Baltimore's punk quartet Dope Body, formed by vocalist Andrew Laumann, guitarist Zachary Utz and drummer David Jacober, were first documented on the cassette Twenty Pound Brick (2009), which, despite the lo-fi quality of the recording, boasts epileptic fits like Division and Youth Relic. They reinvented garage-rock and noise-rock on Nupping (Hoss, 2011), sounding like spastic Led Zeppelin in Enemy Outta Me, coining a genial kind of industrial rap-blues with Loner Stoner, penning a damaged version of the seismic funk-punk of Rage Against The Machine in Bangers & Yos, and indulging in the deranged gallop of The Shape Of Grunge To Come, somewhere between Captain Beefheart and Thirteenth Floor Elevators (ditto, to some extent, City Limits). The album ends with the visceral psychedelic tornado of Force Field that sums it up. David Jacober's drumming is their secret weapon.

Natural History (Drag City, 2012), with new bassist John "Nerftoss" Jones, is generally less feral and less creative, but better played and produced. They can therefore attempt more sophisticated songs like the slow, tortured, psychedelic melodrama Shook and the crackling blues-punk Out Of Mind. The fractured Road Dog sails somewhere between glam-rock and funk-punk. The heavily sincopated Beat takes inspiration from rap-metal, Weird Mirror from the new wave and metal-era Ramones, perhaps their stab at punk-pop stardom.

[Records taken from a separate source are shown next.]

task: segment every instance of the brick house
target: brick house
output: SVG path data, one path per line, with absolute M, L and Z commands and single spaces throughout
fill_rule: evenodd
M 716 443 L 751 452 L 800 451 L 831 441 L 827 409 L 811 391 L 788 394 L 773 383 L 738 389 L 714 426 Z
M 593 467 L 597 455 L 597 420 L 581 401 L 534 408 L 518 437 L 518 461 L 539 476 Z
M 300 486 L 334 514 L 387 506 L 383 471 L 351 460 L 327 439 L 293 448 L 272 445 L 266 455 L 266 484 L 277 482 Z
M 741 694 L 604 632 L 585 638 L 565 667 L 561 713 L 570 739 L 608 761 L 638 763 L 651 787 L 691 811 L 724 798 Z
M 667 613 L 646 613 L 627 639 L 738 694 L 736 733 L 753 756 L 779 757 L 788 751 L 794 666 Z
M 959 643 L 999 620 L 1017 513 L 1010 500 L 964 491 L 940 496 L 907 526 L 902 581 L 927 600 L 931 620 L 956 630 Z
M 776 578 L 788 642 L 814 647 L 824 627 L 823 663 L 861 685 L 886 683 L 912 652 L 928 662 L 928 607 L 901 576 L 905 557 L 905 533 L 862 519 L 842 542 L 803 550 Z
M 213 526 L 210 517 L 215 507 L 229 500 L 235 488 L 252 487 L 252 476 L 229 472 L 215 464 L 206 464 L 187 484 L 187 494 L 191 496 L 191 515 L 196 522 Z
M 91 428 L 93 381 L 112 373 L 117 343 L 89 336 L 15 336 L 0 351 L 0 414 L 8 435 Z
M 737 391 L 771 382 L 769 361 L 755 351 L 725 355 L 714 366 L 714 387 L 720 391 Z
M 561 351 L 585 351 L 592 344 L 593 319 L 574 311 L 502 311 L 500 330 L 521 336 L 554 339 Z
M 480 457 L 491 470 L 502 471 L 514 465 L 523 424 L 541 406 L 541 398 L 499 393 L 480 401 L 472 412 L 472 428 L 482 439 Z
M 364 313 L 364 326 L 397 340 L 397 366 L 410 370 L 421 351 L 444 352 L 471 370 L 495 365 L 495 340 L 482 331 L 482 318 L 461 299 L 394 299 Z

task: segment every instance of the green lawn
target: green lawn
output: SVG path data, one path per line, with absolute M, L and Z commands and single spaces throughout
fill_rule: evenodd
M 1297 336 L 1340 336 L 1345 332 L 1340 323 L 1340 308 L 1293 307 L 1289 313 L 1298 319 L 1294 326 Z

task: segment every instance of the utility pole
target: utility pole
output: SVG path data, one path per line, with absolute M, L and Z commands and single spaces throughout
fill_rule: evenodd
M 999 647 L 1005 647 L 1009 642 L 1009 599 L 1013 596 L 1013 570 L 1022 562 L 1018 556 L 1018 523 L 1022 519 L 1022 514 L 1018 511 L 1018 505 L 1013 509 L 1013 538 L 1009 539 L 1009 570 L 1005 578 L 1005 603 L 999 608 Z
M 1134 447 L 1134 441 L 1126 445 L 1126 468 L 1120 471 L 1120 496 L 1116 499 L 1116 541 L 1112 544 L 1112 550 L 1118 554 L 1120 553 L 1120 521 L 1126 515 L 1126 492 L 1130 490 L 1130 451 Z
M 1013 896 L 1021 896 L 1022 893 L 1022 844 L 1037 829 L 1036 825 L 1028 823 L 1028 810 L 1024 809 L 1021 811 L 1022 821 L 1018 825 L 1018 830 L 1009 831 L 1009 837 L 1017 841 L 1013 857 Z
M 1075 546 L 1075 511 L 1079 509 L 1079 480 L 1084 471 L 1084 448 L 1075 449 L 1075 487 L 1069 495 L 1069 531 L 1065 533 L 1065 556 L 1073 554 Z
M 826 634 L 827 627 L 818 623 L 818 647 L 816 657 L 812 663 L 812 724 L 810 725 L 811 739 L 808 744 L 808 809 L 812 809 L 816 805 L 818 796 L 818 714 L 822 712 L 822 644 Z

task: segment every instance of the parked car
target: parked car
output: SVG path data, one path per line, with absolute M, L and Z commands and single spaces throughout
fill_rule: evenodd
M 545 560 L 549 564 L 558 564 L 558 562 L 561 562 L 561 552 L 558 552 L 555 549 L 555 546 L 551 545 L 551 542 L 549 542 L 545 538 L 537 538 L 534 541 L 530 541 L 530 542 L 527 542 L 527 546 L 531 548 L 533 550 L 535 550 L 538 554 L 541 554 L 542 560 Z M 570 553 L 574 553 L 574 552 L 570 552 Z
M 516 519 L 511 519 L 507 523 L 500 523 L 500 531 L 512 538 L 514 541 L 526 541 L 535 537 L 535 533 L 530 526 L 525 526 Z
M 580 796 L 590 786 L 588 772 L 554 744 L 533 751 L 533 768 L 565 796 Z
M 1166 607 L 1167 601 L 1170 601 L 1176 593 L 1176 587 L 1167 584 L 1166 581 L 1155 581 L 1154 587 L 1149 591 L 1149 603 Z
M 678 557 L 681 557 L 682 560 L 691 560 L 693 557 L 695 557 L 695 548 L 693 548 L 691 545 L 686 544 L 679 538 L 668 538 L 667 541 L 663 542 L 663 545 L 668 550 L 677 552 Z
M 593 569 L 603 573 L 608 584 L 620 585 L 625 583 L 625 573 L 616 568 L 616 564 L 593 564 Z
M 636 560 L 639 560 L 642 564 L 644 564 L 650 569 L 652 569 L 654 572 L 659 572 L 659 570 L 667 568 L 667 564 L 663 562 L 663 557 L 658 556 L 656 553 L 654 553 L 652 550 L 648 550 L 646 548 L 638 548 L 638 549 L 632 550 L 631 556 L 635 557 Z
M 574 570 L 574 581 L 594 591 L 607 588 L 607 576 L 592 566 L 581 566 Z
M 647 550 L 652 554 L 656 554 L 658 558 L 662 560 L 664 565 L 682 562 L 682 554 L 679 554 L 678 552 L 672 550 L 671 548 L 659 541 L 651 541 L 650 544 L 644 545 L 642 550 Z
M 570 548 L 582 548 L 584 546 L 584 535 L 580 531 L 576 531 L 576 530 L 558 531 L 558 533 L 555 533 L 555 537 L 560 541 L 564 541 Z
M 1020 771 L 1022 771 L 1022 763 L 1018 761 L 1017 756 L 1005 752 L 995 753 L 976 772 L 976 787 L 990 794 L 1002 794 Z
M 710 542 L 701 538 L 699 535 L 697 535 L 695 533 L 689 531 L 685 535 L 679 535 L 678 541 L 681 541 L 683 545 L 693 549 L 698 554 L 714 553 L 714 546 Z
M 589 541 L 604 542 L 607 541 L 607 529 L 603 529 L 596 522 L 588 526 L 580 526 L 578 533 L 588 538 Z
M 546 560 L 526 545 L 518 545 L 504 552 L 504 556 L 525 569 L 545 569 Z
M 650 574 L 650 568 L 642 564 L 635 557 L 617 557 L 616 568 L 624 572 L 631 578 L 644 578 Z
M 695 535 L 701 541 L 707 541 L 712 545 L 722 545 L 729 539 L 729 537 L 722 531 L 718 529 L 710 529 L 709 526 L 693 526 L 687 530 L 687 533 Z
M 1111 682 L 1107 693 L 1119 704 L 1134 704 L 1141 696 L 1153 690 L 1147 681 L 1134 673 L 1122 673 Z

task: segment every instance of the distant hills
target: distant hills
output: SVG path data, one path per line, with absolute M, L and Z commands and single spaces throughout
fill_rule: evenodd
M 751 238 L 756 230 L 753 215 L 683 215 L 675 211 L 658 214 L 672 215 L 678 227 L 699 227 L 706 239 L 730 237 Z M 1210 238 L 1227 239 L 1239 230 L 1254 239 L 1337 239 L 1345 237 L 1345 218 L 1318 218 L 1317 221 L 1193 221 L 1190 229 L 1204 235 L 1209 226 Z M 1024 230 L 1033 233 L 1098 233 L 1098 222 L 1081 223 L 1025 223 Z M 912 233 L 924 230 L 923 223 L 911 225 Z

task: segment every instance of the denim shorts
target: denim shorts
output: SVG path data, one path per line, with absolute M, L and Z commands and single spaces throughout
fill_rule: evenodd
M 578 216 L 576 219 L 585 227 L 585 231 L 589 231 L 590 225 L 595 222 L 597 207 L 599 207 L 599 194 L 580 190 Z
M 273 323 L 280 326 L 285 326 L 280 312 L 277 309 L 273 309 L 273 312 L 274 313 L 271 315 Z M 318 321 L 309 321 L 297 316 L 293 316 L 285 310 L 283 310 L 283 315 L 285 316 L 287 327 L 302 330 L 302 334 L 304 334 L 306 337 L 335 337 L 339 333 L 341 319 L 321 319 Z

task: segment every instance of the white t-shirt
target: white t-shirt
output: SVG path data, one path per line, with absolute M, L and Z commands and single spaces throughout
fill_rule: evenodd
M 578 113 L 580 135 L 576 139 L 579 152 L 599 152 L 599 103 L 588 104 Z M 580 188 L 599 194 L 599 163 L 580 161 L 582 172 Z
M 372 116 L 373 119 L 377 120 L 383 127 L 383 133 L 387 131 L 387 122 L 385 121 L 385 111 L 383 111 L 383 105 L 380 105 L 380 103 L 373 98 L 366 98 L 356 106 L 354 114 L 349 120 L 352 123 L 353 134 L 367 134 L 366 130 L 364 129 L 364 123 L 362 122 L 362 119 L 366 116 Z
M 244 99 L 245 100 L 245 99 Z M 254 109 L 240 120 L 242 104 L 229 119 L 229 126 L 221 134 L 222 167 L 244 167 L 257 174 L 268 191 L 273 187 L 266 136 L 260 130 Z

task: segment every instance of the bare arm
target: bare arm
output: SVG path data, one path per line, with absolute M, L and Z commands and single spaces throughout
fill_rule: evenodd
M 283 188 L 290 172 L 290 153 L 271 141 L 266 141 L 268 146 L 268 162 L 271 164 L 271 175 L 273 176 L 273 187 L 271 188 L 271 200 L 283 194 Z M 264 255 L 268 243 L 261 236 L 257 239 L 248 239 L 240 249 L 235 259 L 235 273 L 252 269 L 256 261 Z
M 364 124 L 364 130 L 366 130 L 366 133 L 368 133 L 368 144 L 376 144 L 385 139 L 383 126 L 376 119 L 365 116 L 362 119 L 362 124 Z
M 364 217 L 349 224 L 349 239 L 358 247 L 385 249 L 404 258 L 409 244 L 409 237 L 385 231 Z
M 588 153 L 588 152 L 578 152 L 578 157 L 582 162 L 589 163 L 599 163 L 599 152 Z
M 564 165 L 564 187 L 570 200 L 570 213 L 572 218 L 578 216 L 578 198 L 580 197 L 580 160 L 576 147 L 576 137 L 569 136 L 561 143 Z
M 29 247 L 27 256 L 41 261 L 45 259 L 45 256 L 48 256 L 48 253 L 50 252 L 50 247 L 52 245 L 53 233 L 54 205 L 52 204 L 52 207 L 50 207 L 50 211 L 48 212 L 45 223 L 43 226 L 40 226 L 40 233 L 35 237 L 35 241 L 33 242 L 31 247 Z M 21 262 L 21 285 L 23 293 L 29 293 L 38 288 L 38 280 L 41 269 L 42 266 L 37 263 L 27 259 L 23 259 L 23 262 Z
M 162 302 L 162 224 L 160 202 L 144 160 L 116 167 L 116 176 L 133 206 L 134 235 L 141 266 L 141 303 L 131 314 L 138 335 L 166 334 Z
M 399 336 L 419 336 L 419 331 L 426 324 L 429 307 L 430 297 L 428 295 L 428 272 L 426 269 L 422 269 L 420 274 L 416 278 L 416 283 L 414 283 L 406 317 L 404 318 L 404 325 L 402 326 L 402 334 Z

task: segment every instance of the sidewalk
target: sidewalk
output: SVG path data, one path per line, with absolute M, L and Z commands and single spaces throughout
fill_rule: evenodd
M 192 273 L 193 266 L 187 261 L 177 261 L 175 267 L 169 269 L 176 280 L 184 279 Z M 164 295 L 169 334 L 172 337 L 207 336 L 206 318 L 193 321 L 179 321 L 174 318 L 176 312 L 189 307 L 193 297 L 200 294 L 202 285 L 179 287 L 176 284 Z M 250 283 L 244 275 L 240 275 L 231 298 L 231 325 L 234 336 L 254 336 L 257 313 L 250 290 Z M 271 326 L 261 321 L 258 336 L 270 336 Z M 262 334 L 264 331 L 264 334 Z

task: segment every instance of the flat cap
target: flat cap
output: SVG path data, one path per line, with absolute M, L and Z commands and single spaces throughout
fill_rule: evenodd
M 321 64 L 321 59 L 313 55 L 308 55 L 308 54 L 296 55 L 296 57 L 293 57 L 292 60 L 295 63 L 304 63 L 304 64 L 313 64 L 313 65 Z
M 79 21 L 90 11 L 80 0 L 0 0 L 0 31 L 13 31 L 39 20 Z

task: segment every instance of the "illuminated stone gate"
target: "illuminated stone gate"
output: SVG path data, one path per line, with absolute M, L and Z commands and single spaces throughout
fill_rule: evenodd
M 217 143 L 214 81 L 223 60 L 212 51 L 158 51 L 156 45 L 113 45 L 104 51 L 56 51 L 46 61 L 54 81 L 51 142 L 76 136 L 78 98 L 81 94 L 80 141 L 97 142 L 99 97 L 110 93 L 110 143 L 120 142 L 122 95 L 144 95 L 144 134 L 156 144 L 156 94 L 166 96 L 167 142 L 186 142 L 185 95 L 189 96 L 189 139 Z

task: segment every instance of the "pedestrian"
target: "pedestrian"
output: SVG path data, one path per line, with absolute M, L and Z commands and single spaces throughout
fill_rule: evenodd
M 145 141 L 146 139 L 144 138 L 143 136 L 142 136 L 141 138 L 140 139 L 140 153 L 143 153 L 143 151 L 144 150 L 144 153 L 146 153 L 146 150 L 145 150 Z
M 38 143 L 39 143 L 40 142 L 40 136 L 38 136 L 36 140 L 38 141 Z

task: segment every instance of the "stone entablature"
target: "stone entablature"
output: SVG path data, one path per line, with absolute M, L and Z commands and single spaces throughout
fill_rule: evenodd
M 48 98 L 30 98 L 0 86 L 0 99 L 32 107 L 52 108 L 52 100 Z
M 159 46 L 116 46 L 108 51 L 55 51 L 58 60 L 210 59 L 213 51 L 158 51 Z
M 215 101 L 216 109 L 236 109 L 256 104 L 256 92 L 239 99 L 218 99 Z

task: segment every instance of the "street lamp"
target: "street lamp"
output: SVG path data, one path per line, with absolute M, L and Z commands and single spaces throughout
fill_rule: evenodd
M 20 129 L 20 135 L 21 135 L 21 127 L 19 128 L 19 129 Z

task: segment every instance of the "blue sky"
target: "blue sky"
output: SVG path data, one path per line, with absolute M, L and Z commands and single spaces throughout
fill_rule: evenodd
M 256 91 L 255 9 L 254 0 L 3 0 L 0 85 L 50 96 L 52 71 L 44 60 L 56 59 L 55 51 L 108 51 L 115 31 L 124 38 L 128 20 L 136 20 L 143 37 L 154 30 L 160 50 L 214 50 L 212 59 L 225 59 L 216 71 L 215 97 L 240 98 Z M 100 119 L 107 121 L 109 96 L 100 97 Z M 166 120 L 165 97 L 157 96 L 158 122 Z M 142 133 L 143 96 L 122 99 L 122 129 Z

Lifer (2014) opens with their signature power-ballad, Repo Man, followed by the Rolling Stones-ian Hired Gun, but the rest is a rather confused sequence of hard and soft moments, with the hard moments hardly matching past barrages (AOL, the Led Zeppelin-ian Day by Day, the metal-esque Toy) and the soft moments indulging in puzzling half-hearted attempts at the blues ballad (Rare Air, Even In The End).

They disbanded after the absent-minded songs of the mixtape Kunk (2015), songs that occasionally evoke past noise-rock grandeur (Old Grey, Goon Line) but mostly feel like unfinished leftovers.

Home Body (2020) was recorded at homes (plural) separately by the members of the band during the covid lockdown of 2020, and feels like another mixtape of tentative and unfinished material.

Crack A Light (2020), their first proper album in five years, was recorded by a power-trio and contained more streamlined songs than before like Jer Bang plus the odd six-minute stylistic collage of Mutant Being.